6.16.1 Emergency Vehicle Pre-emption Schemes
Emergency vehicle pre-emption schemes (EVP) are of several types (Austroads 2007b):
- localised schemes at or in the neighbourhood of EV stations
- route pre-emption schemes
- active detection at signalised intersections
- GPS tracking.
The phasing and/or timing of traffic signals located close to an EV station are pre-empted on demand, either from a push-button at the station or a controller input activated by an in‑vehicle transmitter, to provide the EV controlled, priority access to the intersection. Further details of this form of EVP can be found in Part 10 of the Guide to Traffic Management (Austroads 2019d).
Route pre-emption utilises signal coordination systems to facilitate progress of an EV along a pre‑defined route. It is based on the establishment of key routes from the EV fire station and individual route pre-emption plans. Figure 6.30 shows an Adelaide example (Baskerville 2006). The route pre-emption plan is designated by a four digit number such as 3103. This number identifies both the station (first two digits) and the route pre-emption plan (second two digits). Upon request for a call-out, a crew member phones the traffic management centre through a special phone connection and the centre activates the desired route pre-emption plan which the emergency vehicle will use to get to its destination. Once activated the route pre-emption plan alters the signal timings of each intersection along the route using SCATS to favour the progression of the emergency vehicle along its route.
Because the system is based on a pre-determined route pre-emption plan, it can be susceptible to unforeseen circumstances along its route such as traffic congestion. This problem can be overcome through the EV staying in contact with the traffic management centre so that the pre‑emption plan can be restarted if not coinciding with the emergency vehicle’s progression. This could overcome the situation of an emergency vehicle falling completely out of synchronisation with the system and obtaining negative priority, i.e. stopping at many red lights (Austroads 2007b).
Route pre-emption schemes of this type are more suited to fire service vehicles than to ambulances because the former have slower acceleration from a stationary position and thus benefit more from good signal progression, and they generally depart from a fixed base as opposed to an on-road callout which is common for both ambulance and police services.
Source: Baskerville (2006).
There are three general methods used in EVP systems to detect the arrival of an emergency vehicle (Federal Highway Administration 2006a):
- Strobe activated – an infrared or light (optical) frequency transmitter is installed in the emergency vehicle and a roadside receiver is installed at an intersection to pick up the arrival of the transmitted signal.
- Siren activated – the noise frequency of a siren is employed to activate sensors at an intersection to identify the arrival of an emergency vehicle and activate signal pre-emption.
- Radio activated – a radio frequency signal is transmitted from a vehicle-mounted transmitter and received by a roadside receiver; a radio activated system is more susceptible to electronic noise when compared with the strobe activated system, but does not require line‑of-sight reception.
Active detection is not common in Australia or New Zealand, but a Melbourne trial of a strobe based system has given encouraging results in terms of reduction in response times and improved safety (Bean & Studwick 2006).
A GPS-based system utilises a GPS receiver which is installed both at an intersection and within the emergency vehicle.

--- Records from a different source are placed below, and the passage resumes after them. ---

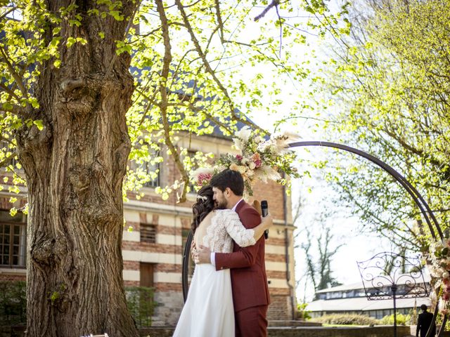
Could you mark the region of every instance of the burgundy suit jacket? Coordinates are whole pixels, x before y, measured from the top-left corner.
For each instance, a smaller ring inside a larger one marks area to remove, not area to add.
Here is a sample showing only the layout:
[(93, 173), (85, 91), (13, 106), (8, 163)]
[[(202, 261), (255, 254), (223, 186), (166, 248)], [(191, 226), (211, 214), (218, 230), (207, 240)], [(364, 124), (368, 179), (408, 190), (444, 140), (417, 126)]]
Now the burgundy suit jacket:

The system can ascertain the position of the emergency vehicle relative to a signalised intersection and can also determine the vehicle’s speed. This enables the system to predict the estimated time of arrival of the emergency vehicle at the intersection (Austroads 2007b).
A GPS-based pre-emption concept using the STREAMS traffic management system is described in Transmax (n.d.). If the emergency vehicle’s route is known, STREAMS ensures that the emergency vehicle receives a green phase upon arrival at an intersection and also alters the signal timings in advance. This allows vehicles at the signalised intersection to move out of the way more easily, hence decreasing the emergency vehicle’s travel time. If the route is unknown, the system can predict possible routes and implement a pre-emption strategy on each route, eliminating route choices and returning signal timings to normal, based on the progression of the emergency vehicle. In both cases, signal timings return to normal once the emergency vehicle has passed through the intersection (Austroads 2007b, Transmax n.d.).